For founders of climate tech companies that meet Article 9 criteria, the rewards are significant:
- Access to a larger group of sustainability-focused investors, including the potential for non-dilutive funding.
- Improved talent acquisition and retention, as employees increasingly prioritize sustainability in their career choices.
- The potential for corporate acquirers and investors to offer a premium for validated sustainability efforts.
As more capital flows into sustainable solutions, more companies are likely to grow beyond the startup phase and become successful businesses, scaling their impact significantly.
Moreover, there is a growing interest among young entrepreneurs and seasoned professionals alike in becoming impact-oriented founders, which bodes well for the future of climate innovation.
The Impact on society as a whole
On a broader level, the SFDR is a key pillar supporting the successful implementation of the European Green Deal, a set of policy initiatives aimed at reducing net greenhouse gas emissions by at least 55% by 2030 compared to 1990 levels. The ultimate goal is to create a climate-neutral economy by 2050.
The Green Deal focuses on transforming the EU into a modern, resource-efficient, and competitive economy. This transformation requires transparency in financial markets and strong measures to prevent greenwashing. However, some critics argue that the vagueness of certain SFDR criteria has opened the door to further greenwashing attempts. A 2022 review by Morningstar found that 23% of investment products labelled as Article 8 did not live up to their ESG principles.

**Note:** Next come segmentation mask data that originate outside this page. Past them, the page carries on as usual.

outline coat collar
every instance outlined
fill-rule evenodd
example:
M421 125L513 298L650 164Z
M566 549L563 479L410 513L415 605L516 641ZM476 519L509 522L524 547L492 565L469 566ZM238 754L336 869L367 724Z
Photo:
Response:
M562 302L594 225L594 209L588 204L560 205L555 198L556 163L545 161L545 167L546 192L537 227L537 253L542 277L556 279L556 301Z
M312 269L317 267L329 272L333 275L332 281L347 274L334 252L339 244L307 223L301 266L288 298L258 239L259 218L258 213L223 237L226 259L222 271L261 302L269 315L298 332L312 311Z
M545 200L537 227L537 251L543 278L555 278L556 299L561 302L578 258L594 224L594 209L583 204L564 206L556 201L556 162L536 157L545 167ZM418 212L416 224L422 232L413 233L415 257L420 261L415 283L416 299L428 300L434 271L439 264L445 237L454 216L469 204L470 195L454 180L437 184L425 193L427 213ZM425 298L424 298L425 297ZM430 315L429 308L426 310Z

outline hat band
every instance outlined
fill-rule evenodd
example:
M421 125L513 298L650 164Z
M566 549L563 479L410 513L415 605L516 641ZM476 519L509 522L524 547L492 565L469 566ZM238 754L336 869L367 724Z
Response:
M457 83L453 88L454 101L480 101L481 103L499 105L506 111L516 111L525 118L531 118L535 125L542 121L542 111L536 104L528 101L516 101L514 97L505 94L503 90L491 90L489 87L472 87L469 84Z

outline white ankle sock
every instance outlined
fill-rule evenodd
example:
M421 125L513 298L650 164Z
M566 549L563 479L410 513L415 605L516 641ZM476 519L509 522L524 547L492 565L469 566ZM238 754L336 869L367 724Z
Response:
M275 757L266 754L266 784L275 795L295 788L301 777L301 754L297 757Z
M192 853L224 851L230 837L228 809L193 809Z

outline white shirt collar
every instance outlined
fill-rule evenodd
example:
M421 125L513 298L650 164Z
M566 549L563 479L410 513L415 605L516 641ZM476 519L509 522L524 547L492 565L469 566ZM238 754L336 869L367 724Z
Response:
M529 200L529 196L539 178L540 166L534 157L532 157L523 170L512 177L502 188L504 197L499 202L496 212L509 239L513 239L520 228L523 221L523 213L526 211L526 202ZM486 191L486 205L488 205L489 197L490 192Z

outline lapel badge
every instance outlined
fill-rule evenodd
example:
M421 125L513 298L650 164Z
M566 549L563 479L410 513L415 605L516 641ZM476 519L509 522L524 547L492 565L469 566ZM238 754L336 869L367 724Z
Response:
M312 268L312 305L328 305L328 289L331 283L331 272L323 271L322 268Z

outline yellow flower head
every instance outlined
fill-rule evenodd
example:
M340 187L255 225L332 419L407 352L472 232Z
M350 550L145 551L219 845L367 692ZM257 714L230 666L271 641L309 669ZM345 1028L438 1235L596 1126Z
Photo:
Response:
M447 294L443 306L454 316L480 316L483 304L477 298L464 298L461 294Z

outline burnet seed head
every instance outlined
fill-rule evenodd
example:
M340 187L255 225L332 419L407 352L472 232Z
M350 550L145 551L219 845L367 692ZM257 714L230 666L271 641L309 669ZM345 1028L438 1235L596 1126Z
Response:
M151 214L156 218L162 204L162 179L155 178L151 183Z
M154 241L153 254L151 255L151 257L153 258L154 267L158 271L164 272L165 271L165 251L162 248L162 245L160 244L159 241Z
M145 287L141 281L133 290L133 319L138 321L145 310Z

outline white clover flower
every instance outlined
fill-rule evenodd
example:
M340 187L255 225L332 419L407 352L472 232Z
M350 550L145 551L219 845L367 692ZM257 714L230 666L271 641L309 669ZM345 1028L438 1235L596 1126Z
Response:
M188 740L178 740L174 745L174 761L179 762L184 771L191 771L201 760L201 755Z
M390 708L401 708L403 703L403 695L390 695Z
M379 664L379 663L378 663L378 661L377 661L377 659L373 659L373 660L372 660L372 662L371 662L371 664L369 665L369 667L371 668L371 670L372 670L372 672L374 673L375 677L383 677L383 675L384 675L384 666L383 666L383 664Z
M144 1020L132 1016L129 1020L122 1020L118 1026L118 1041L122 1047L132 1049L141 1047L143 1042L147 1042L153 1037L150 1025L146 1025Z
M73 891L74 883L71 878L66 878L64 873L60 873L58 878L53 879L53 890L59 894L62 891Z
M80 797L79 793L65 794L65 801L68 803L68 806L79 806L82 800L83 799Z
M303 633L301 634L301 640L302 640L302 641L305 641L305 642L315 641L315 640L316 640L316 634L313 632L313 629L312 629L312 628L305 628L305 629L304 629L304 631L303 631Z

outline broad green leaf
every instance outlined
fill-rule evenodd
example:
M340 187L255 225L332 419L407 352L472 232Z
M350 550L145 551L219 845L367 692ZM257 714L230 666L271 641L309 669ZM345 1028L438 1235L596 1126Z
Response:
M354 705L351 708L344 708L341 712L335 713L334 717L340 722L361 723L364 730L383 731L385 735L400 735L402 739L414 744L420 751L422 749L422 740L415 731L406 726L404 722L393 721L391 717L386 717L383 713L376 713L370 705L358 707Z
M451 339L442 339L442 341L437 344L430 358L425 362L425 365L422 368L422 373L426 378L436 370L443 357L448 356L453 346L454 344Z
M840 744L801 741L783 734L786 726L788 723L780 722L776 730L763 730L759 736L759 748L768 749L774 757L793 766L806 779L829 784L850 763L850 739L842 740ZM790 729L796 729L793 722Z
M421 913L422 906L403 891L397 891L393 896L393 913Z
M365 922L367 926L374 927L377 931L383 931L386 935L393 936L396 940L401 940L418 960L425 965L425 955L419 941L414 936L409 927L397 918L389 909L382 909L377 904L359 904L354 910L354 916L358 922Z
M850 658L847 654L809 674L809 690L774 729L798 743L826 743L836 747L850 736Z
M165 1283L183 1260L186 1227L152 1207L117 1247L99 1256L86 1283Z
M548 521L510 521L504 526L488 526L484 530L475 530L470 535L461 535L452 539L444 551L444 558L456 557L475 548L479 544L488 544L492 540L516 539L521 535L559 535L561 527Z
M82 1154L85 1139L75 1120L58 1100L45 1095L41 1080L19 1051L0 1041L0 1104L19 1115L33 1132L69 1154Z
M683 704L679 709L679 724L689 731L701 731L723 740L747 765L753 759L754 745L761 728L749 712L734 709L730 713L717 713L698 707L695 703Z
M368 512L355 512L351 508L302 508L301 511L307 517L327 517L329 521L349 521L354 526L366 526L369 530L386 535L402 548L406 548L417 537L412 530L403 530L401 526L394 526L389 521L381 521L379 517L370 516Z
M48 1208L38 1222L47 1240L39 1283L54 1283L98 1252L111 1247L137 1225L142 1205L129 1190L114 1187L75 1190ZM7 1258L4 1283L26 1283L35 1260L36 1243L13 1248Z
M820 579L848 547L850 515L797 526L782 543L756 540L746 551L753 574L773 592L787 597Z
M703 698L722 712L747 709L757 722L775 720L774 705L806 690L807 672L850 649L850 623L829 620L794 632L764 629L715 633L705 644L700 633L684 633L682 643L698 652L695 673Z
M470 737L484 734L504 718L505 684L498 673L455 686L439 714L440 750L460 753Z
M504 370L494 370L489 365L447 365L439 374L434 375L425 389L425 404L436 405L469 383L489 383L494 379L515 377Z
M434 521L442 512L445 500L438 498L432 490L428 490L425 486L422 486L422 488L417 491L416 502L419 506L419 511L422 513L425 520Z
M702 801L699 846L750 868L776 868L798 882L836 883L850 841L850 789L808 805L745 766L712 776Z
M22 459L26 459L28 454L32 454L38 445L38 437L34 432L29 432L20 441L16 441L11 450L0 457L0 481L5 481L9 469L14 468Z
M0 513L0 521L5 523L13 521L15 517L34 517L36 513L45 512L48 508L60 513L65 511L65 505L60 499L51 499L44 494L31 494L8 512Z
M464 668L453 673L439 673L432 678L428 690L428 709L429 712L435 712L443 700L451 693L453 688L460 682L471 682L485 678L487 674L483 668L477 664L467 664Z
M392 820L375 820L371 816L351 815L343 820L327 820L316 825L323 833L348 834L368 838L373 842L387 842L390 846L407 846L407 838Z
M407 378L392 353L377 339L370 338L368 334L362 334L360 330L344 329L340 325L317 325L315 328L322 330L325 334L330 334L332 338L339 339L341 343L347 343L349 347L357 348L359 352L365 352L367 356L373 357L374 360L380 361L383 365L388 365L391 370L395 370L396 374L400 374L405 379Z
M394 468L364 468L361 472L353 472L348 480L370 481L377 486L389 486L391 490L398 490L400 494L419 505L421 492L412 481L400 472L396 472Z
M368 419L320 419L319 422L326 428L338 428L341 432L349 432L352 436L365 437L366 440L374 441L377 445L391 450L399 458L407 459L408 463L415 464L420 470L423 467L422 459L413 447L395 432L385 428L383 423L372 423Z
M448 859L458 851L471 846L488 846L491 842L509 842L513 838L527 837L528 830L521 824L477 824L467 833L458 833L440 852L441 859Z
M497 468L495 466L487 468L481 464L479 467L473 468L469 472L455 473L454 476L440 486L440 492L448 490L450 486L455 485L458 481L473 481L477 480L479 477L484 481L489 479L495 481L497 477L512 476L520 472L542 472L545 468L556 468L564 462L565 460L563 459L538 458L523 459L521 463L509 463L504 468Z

These criticisms are not unfounded. Shortly after the SFDR was introduced, some funds tried to exploit the framework by claiming Article 8 or 9 status despite weak sustainability objectives. National regulators, however, were quick to investigate and reprimand these funds, resulting in significant disruptions among fund investors. This set a new standard for compliance and has discouraged further greenwashing attempts. Additionally, larger fund investors have become more adept at assessing the sustainability and impact claims of funds, including those aligned with Article 9.
A powerful tool for a sustainable future
After a somewhat turbulent start, the SFDR now stands as a powerful tool against greenwashing in the EU and is expected to have a lasting influence on investors, companies, and society as a whole. By holding funds accountable for their sustainability claims, Article 9 funds are driving a financial shift toward truly impactful investments.
As transparency improves and impact becomes a priority, Article 9 funds are set to play an increasingly pivotal role in the EU’s efforts to create a sustainable, climate-neutral economy, benefiting investors, companies, and society in the long term.